ん〜、・・・kureha・・・って!何考えてるんや私!
「どうしたん?顔赤いよ?」
「な、なんでもない」
「そう?」
「うん、あ、アドレスは考えとくし登録は家でいい?」
「ええよ。そんな急がなあかん理由もないしな」
「お待たせしました〜」
注文していた料理が机に並べられる。
「それでは失礼します」
店員がテーブルを離れてから母さんが口を開いた。
「一旦食べよか。稟、家帰ったら私ともアドレスと電話番号登録し合おか?紅羽ちゃんも」
頷く。紅羽は「はい」と律儀に答えた。
昼食を食べ終わって家に帰ると早速部屋に戻ってアドレスを考えることにした。
アドレスなぁ。ん〜。いざとなると難しいな。私のことやし多分面倒やしずっと変えへんよなぁ。
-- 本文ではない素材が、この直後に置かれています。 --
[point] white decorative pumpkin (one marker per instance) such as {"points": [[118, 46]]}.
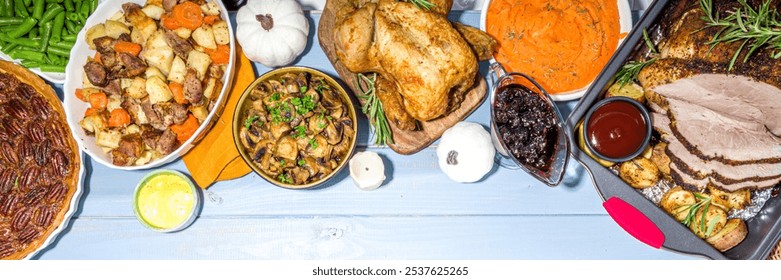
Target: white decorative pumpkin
{"points": [[272, 32], [465, 152]]}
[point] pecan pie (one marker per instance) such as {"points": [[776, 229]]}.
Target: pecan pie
{"points": [[39, 162]]}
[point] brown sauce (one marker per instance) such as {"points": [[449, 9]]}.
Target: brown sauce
{"points": [[527, 125], [616, 129]]}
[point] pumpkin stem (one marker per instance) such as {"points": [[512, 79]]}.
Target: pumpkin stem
{"points": [[266, 21], [452, 158]]}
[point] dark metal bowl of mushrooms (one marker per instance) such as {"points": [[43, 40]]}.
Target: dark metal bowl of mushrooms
{"points": [[295, 127]]}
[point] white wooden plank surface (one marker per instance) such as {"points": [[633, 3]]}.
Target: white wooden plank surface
{"points": [[454, 237], [417, 214]]}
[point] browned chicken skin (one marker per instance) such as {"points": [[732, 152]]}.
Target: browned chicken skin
{"points": [[425, 65]]}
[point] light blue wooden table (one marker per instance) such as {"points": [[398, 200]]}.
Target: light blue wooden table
{"points": [[417, 214]]}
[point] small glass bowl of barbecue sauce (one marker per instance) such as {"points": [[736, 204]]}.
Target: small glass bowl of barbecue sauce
{"points": [[617, 129], [526, 127]]}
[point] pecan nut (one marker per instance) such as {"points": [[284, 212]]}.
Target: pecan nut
{"points": [[56, 192], [16, 109], [13, 127], [28, 235], [9, 154], [6, 249], [40, 106], [28, 177], [21, 219], [60, 163], [7, 180], [42, 153], [36, 132], [8, 204], [34, 196], [25, 147], [45, 215]]}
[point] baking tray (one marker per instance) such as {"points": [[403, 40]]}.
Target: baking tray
{"points": [[634, 212]]}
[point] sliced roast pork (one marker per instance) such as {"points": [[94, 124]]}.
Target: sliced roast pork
{"points": [[690, 170]]}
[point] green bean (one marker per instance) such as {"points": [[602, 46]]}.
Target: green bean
{"points": [[70, 37], [52, 68], [84, 10], [46, 36], [52, 12], [29, 55], [10, 47], [38, 9], [58, 51], [20, 8], [20, 41], [55, 59], [30, 63], [23, 28], [62, 44], [7, 8], [33, 33], [58, 24], [11, 21], [71, 27]]}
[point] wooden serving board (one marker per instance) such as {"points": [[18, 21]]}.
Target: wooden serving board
{"points": [[405, 142]]}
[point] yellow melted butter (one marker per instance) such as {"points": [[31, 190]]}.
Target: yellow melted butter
{"points": [[165, 201]]}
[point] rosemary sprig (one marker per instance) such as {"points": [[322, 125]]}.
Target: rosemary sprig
{"points": [[755, 28], [628, 73], [422, 4], [373, 108], [704, 203]]}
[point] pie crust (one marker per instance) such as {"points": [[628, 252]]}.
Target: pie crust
{"points": [[39, 162]]}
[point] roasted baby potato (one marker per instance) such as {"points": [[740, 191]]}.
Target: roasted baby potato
{"points": [[675, 198], [631, 90], [660, 158], [639, 173], [708, 220], [732, 200], [733, 232]]}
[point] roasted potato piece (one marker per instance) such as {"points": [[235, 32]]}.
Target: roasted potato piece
{"points": [[158, 90], [153, 11], [732, 200], [675, 198], [204, 36], [116, 28], [199, 62], [733, 232], [157, 53], [94, 32], [639, 173], [705, 224], [92, 124], [631, 90], [137, 88], [221, 33], [108, 138], [660, 158], [153, 72], [178, 70]]}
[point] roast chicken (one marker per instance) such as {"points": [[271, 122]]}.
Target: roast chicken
{"points": [[425, 63]]}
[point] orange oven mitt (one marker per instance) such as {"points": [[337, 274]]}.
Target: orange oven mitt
{"points": [[216, 158]]}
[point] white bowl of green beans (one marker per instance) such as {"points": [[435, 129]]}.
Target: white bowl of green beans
{"points": [[39, 34]]}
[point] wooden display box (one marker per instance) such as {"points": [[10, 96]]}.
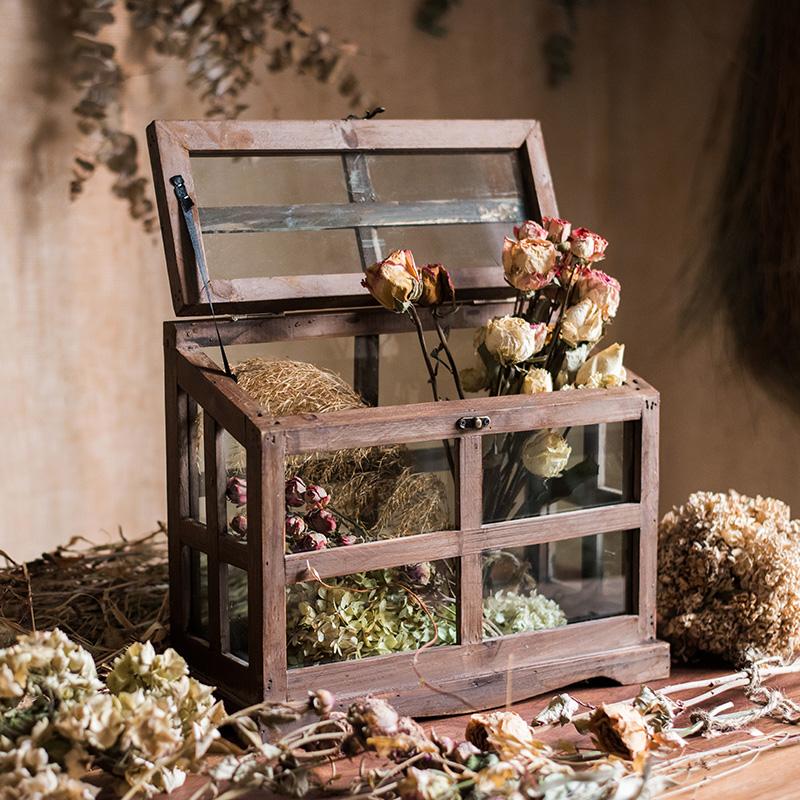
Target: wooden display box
{"points": [[595, 552]]}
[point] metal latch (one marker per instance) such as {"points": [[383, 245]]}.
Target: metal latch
{"points": [[472, 423]]}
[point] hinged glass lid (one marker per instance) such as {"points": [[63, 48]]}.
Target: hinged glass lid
{"points": [[286, 215]]}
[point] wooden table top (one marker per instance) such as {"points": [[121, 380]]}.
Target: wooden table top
{"points": [[773, 775]]}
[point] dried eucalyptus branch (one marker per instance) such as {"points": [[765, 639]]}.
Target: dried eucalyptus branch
{"points": [[220, 41]]}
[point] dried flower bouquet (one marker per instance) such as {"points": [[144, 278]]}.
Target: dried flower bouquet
{"points": [[150, 723]]}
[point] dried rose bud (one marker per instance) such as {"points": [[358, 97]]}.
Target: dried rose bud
{"points": [[322, 701], [419, 574], [295, 526], [295, 489], [236, 490], [321, 521], [437, 286], [239, 524], [312, 541], [316, 496]]}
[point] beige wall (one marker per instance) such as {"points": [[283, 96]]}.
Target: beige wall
{"points": [[83, 289]]}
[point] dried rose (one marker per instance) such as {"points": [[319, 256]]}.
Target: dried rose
{"points": [[309, 542], [537, 380], [546, 454], [236, 490], [295, 491], [530, 230], [617, 728], [427, 784], [587, 245], [437, 286], [512, 340], [604, 369], [321, 521], [294, 525], [239, 524], [474, 379], [394, 282], [316, 496], [529, 264], [558, 230], [322, 701], [582, 322], [600, 288], [420, 574]]}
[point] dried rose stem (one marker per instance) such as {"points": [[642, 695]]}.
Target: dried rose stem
{"points": [[412, 312], [448, 353]]}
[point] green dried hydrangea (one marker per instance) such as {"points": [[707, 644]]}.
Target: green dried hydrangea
{"points": [[365, 614], [506, 612]]}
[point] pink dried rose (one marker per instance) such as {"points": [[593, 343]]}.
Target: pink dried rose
{"points": [[394, 282], [321, 521], [529, 264], [437, 286], [295, 526], [600, 288], [587, 245], [239, 524], [558, 230], [295, 491], [530, 230], [312, 541], [236, 490]]}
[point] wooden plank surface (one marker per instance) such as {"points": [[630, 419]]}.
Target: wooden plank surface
{"points": [[772, 776]]}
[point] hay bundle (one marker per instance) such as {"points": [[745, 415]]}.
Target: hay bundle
{"points": [[375, 486]]}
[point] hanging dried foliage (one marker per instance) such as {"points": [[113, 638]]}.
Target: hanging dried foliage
{"points": [[221, 42]]}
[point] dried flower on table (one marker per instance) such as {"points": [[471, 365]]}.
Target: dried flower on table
{"points": [[729, 577]]}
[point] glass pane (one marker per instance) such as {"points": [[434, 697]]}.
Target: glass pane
{"points": [[549, 585], [237, 612], [532, 473], [371, 613], [197, 465], [343, 497], [197, 564], [444, 176], [235, 460]]}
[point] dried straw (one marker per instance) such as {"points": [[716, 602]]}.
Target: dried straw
{"points": [[104, 596]]}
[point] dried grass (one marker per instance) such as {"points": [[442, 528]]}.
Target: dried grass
{"points": [[104, 596]]}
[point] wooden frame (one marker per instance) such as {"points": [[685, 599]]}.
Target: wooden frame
{"points": [[173, 144], [476, 672]]}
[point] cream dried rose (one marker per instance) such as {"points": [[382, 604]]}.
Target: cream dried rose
{"points": [[546, 454], [529, 264], [604, 369], [582, 322], [394, 282], [537, 380], [587, 245], [511, 339], [474, 379], [600, 288]]}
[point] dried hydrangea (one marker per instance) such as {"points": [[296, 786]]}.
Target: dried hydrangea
{"points": [[361, 615], [506, 612], [729, 577]]}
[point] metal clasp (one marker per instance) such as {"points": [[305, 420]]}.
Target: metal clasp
{"points": [[472, 423]]}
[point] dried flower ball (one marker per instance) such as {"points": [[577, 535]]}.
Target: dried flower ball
{"points": [[729, 577]]}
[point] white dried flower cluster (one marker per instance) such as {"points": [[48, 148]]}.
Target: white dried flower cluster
{"points": [[58, 718], [512, 612], [729, 577]]}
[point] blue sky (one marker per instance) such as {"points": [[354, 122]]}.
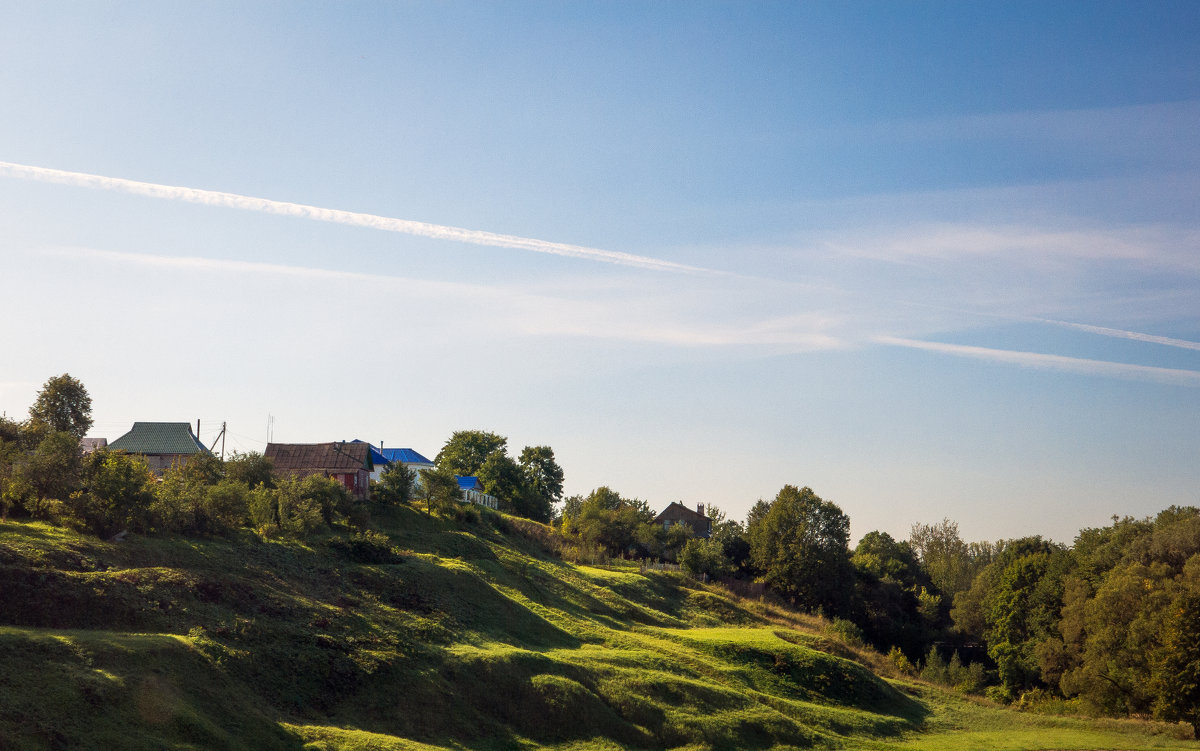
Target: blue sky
{"points": [[930, 259]]}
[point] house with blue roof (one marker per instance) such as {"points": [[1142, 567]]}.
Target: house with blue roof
{"points": [[411, 458]]}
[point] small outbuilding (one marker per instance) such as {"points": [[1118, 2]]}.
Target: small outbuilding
{"points": [[679, 514]]}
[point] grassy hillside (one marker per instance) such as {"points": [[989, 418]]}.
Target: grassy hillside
{"points": [[443, 635]]}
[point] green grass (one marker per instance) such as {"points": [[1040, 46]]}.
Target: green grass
{"points": [[468, 636]]}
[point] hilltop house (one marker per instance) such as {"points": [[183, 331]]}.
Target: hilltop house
{"points": [[383, 457], [473, 491], [162, 444], [679, 514], [349, 463]]}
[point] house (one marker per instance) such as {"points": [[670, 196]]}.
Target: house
{"points": [[679, 514], [408, 457], [91, 445], [349, 463], [162, 444], [473, 491]]}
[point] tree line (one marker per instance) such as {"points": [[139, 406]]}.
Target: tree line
{"points": [[1108, 625], [45, 474]]}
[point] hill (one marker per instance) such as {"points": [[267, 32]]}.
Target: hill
{"points": [[436, 634]]}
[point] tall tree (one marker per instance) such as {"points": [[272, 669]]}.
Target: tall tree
{"points": [[466, 451], [395, 485], [61, 406], [438, 488], [503, 478], [943, 554], [52, 470], [544, 478], [802, 546]]}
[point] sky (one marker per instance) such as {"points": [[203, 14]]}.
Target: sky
{"points": [[930, 259]]}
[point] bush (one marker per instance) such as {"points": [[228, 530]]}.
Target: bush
{"points": [[900, 661], [367, 547], [846, 631], [702, 557]]}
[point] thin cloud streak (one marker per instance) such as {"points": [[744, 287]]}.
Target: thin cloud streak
{"points": [[1053, 362], [1125, 335], [515, 311], [353, 218]]}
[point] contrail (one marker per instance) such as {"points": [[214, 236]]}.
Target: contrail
{"points": [[1125, 335], [354, 218], [1054, 362]]}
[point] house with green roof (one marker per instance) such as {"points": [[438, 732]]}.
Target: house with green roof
{"points": [[162, 444]]}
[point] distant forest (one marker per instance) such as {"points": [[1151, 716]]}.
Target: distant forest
{"points": [[1109, 625]]}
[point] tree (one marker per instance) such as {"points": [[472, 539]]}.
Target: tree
{"points": [[802, 547], [250, 469], [502, 476], [466, 451], [61, 406], [543, 479], [1176, 678], [703, 557], [395, 485], [117, 493], [943, 554], [439, 490], [51, 470]]}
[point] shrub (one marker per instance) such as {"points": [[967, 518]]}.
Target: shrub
{"points": [[900, 661], [369, 547], [846, 631]]}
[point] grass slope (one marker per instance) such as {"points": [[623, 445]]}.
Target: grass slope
{"points": [[453, 637]]}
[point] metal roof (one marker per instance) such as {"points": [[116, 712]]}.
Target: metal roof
{"points": [[319, 457], [407, 456], [387, 456], [469, 484], [160, 438]]}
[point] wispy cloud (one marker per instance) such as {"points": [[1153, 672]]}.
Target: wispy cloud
{"points": [[652, 316], [1053, 362], [353, 218], [1020, 242]]}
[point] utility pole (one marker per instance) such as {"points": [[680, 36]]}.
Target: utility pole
{"points": [[221, 438]]}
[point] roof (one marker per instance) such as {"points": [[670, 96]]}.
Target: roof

あ〜もう、悩んでもしゃあないか。始めに思いついたんでいいや。・・・ってほなkurehaっての使わなあかんやん。
でもこのままやとずっとループしそうやしな。使うしかないか。kurehaを使って考えるとなると、どんなんがいいかな。kureha・・・kurehas-lodgerは軽いし、kurehas-housemateは・・・あれ?ええんやない?
そうしよ。決定。
早速メールアドレスを初期のものから変える。それから紅羽に登録してもらうために紅羽の部屋に向かう。
ノック。
「入って〜」
返事を聞いて部屋に入った。
「決まったん?」
「うん」
自分のアドレスを画面に表示させ紅羽に見せる。それを見て一瞬紅羽が固まる。
うぅ、やっぱりさすがに気持ち悪いと思われたんかな。
しかし紅羽はそんな私の心配を裏切ってくれた。
「わぁ、嬉しい!ええなぁこれ。ウチも変えるわ」
そういうやいなや紅羽がメールアドレスを変え始める。
「アドレス変えたし稟の方のも変えなあかんな」
差し出された手にケータイを乗せる・・・て、ちゃうちゃう。
「そんなあっさり変えていいん!?登録してる人に変えたの知らせんの大変やない?」
「そんなんこのアドレスに変えること思ったらなんでもないよ、はい」
ケータイを受け取ってアドレスを見るとrins-housemateとなっていた。
やばい。なんやすごい恥ずかしい。ってあれ?アドレスって皆に知られるやつやんな?
「紅羽!やっぱアドレス変えへん?さすがに見た人が変に思わへん?」
「大丈夫やって。事実一緒に住んでんのやし」
あっけらかんと言い放つ紅羽。たまに堂々とすごいことをする紅羽である。
「うちのには登録できたし、お母さんとも登録してきたら?」
「うん、そうする」
母さんには案の定超からかわれた。なんでそこまで考えが及ばんかったんや私・・・。